Wednesday, April 27, 2011

Back to the Beginning: Spring Steelhead School Part 2

A couple weeks ago I had the pleasure of working in Fast Jimmi's second Orvis Cleveland steelhead school.  The event was held again at the Conneaut Creek Club, which with its streamside location, trout pond, and rustic cabin, has quickly become a student and instructor favorite.  This spring's school was very similar the one held in the fall - lots of great students, lots of opinions (hopefully correct ones) on steelhead shared, some firsts on the river, and a couple midnight trout pond missions.

Since I'm not going to divulge midnight, budweiser-inspired trout pond tactics for Kamloops, we'll move to the next best thing, and that's the time that I was able to spend on the water with the students.

Jimmy had been telling me for months how excited he was for this spring's school.  He had a couple students attending that took part in one of his fly tying classes over the winter, two of whom were a local father-son duo that were brand new to steelheading, and pretty new to fly fishing as well.

I remember my first steelhead like it was yesterday.  I was ten, fishing with a spinning rod off the concrete embankment alongside the Gates Mills dam on the Chagrin, on Halloween (pre trick-or-treating of course), and the fish ate a pink tube jig.  I insisted to my parents that we keep the fish, and they had it mounted and presented it to me on my birthday a few months later.  That fish still sits above my bed at my parents house, and each time I'm home it serves as a reminder for how I became hooked on these fish and this fishery.

When William and his father Martin saddled up in my car on Saturday afternoon after a morning of classroom instruction I think I was nearly as excited as they were.  It's not often that a guide gets the opportunity to instruct in this type of setting.  Usually a guide trip involves fishing, and any guide would be lying if they told you that until the first first found the bottom of the net they were feeling the pressure - it's easier to catch a fish than to pull off the master dog-and-pony show.  Regardless, in this setting the goal was learning, and learning only.  Neither William or his Dad thought they were going to catch anything all weekend, although each of them had their hopes and they took that hope with them to the river.

After a short walk upstream, we started to fish.  I had each of them pick out a spot they though might have fish in it, explain to me why they thought it might be good, and then they got to it.  It wasn't long until Will's bobber went down, and he set up on his first...

Sucker!  His first fish ever on a fly rod.

For the next fifteen minutes every time Will's indy went under his face lit up with a huge smile.  They were all snags until he tied in to this biggun.

After we released the fish Will looked at me and asked politely if we could try to catch another one, and that if we were lucky enough to catch a second, could we take it home and mount it.  At that point his Dad told me how they had a carp sitting in their freezer at home that Will had brought home to mount the previous summer.  Now that Will was away from home for a weekend, Martin suspected that the woman of the house was going to dispose of Will's frozen bounty and wouldn't approve of a replacement, even if it was a steelhead.
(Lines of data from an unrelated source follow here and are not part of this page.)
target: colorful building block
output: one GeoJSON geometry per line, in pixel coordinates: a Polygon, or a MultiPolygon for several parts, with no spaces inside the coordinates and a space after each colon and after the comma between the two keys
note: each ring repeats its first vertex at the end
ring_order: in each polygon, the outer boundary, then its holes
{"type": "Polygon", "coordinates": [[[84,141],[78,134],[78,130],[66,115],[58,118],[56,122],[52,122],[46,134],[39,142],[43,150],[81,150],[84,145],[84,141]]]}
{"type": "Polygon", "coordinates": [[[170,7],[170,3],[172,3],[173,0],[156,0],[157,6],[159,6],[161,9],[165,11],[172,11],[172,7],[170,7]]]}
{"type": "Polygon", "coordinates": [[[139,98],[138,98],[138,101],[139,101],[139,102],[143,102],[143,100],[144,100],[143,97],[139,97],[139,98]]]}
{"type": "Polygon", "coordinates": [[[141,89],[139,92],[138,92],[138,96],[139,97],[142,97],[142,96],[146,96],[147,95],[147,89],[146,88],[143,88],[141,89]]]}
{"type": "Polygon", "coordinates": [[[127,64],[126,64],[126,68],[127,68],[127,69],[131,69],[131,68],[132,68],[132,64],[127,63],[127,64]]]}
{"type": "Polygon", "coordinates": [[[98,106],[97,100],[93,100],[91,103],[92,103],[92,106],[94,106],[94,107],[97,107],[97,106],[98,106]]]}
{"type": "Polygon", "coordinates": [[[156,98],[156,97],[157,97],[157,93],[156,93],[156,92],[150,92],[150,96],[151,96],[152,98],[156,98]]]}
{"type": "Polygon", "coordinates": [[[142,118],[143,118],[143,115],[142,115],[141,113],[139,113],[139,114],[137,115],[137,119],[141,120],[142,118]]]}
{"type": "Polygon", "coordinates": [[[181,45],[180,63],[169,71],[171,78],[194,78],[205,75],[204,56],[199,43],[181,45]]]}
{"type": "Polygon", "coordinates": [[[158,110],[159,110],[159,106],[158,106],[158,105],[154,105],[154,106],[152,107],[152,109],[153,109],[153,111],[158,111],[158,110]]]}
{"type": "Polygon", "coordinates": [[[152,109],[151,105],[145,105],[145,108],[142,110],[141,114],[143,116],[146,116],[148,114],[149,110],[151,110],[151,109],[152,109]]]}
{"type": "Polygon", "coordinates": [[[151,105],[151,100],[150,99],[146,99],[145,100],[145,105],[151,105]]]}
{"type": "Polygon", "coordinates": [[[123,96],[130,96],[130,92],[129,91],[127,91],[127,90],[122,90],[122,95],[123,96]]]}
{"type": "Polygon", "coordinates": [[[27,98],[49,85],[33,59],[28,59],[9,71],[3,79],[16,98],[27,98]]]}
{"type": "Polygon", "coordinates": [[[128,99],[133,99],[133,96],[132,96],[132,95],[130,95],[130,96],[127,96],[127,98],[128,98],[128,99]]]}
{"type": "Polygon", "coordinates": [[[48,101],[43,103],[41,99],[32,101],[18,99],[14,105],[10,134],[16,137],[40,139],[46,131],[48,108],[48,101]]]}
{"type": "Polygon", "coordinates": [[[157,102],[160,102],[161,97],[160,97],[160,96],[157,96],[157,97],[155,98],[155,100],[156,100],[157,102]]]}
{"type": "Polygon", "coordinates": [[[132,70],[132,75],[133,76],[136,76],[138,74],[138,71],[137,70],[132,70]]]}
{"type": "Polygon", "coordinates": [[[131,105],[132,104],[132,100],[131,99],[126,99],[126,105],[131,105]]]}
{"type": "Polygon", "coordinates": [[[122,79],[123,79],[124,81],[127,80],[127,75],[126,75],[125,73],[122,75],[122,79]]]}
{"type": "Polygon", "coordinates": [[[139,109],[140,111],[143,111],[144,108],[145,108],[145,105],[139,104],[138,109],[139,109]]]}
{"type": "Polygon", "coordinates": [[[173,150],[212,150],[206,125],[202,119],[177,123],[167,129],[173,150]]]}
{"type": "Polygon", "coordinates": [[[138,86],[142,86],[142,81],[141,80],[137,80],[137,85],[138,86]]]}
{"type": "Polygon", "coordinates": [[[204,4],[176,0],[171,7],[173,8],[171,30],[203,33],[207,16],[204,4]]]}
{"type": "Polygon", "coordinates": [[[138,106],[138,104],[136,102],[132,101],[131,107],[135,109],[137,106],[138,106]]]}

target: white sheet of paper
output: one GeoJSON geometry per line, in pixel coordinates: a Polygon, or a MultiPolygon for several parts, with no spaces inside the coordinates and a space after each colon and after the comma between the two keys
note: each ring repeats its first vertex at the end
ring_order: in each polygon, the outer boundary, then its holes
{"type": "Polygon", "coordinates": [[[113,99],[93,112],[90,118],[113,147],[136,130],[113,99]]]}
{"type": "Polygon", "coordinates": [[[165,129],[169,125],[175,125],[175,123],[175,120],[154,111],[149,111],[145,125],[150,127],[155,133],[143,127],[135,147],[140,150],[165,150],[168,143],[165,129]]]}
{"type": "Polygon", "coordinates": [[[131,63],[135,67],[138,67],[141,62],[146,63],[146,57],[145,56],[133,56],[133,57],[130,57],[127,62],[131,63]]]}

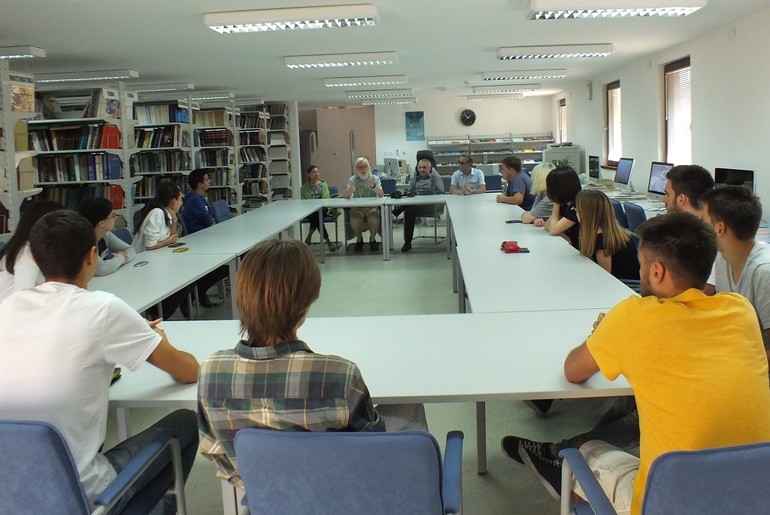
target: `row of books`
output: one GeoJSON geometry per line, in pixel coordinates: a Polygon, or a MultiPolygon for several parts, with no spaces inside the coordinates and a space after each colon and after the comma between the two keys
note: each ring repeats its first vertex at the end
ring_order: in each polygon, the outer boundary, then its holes
{"type": "Polygon", "coordinates": [[[139,125],[190,123],[187,108],[179,107],[177,104],[134,104],[134,119],[139,125]]]}
{"type": "Polygon", "coordinates": [[[256,197],[256,196],[264,196],[267,195],[267,182],[266,181],[259,181],[259,182],[248,182],[243,185],[243,196],[244,197],[256,197]]]}
{"type": "Polygon", "coordinates": [[[38,119],[57,120],[66,118],[120,118],[120,96],[114,88],[68,90],[56,94],[35,95],[35,111],[38,119]]]}
{"type": "Polygon", "coordinates": [[[120,157],[107,153],[43,155],[34,163],[39,183],[117,180],[122,169],[120,157]]]}
{"type": "Polygon", "coordinates": [[[189,147],[190,133],[181,125],[134,129],[136,148],[189,147]]]}
{"type": "Polygon", "coordinates": [[[241,167],[241,182],[246,179],[266,179],[268,176],[267,166],[264,163],[253,163],[241,167]]]}
{"type": "Polygon", "coordinates": [[[229,129],[197,129],[195,145],[198,147],[228,147],[233,145],[233,133],[229,129]]]}
{"type": "Polygon", "coordinates": [[[267,113],[270,116],[287,116],[289,113],[289,105],[282,102],[277,104],[267,104],[267,113]]]}
{"type": "Polygon", "coordinates": [[[211,179],[212,186],[227,186],[232,182],[231,181],[232,174],[233,174],[233,171],[228,168],[208,171],[209,179],[211,179]]]}
{"type": "Polygon", "coordinates": [[[265,149],[262,147],[241,147],[239,150],[242,163],[256,163],[265,160],[265,149]]]}
{"type": "Polygon", "coordinates": [[[120,129],[104,123],[30,127],[29,145],[38,152],[120,148],[120,129]]]}
{"type": "Polygon", "coordinates": [[[216,200],[225,200],[230,205],[235,205],[238,202],[238,195],[235,190],[232,189],[210,189],[206,192],[206,199],[209,203],[216,200]]]}
{"type": "Polygon", "coordinates": [[[230,125],[230,116],[224,109],[193,111],[193,122],[199,127],[224,127],[230,125]]]}
{"type": "Polygon", "coordinates": [[[289,124],[286,121],[286,118],[270,118],[270,130],[271,131],[289,130],[289,124]]]}
{"type": "Polygon", "coordinates": [[[106,198],[112,201],[113,209],[125,207],[125,193],[117,184],[86,184],[83,186],[59,186],[44,188],[35,198],[53,200],[67,209],[77,210],[84,200],[89,198],[106,198]]]}
{"type": "Polygon", "coordinates": [[[190,153],[182,150],[143,152],[131,156],[131,175],[190,170],[190,153]]]}
{"type": "Polygon", "coordinates": [[[267,131],[250,131],[239,133],[241,145],[264,145],[267,131]]]}
{"type": "Polygon", "coordinates": [[[198,166],[229,166],[232,163],[228,149],[204,149],[198,153],[198,166]]]}
{"type": "Polygon", "coordinates": [[[134,199],[154,198],[158,190],[158,184],[161,182],[173,182],[177,184],[182,191],[189,190],[187,179],[181,175],[171,176],[145,176],[141,181],[134,184],[131,188],[131,194],[134,199]]]}
{"type": "Polygon", "coordinates": [[[270,117],[266,113],[241,113],[238,127],[241,129],[267,129],[270,117]]]}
Afternoon turned into evening, and Will and his Dad had some more luck before it was time to head back to the cabin for dinner.

I could feel the excitement from both of these guys the whole way home.  They were jazzed up and exhausted at the same time after their first day of steelheading.  I was pretty excited for the next day.  The water had been up a bit, and we had gotten our behinds handed to us by a few fish.  It seemed like there were some hot chromers around, and tomorrow we were going to get another shot at them.

We started day two a little bit earlier, and it was a warm, sunny day.  The creek had dropped quite a bit, but was still holding great color.  The whole group started out in the same area, and then William, Martin, and I headed off on a long hike upstream.  The plan was to hotspot a bit, and see if we could find those chromers that we'd had a taste of the day before.

After a half-dozen suckers in a row out of this hole, Will got one of the fish we'd come back for.

When I first tailed the fish in the net, it's first kick almost dislocated my shoulder.  This fish was as fresh as I've ever seen them come in during the spring.  Dime bright, dark back, and doodaddies like all steelhead fisherman dream of.

We moved upstream and both Will and his Dad got in to a handful more fish, and eventually got back to the spot where Will had caught his first fish the day before - the sucker hole.  This time it was Dad's turn to get "the fish" he'd been after all weekend.  It wasn't the longest steelhead Martin had caught this weekend, but it was by far the heaviest.

And, of course, Will wanted to hold it for a few pictures...

As I mentioned above, it isn't often that a guide gets an opportunity to take two first-timers fishing, and when it does happen the trip takes on a whole different character.  Will was as eager a fisherman as I can remember, and he's lucky to have parents who are so supportive of him pursuing something that he's passionate about.  Being able to play a small part so many firsts for him and his Dad on the river was really rewarding.  It isn't often where the guide gets more out of the trip than the fishermen - but on those couple days I think I could make a strong argument that I did.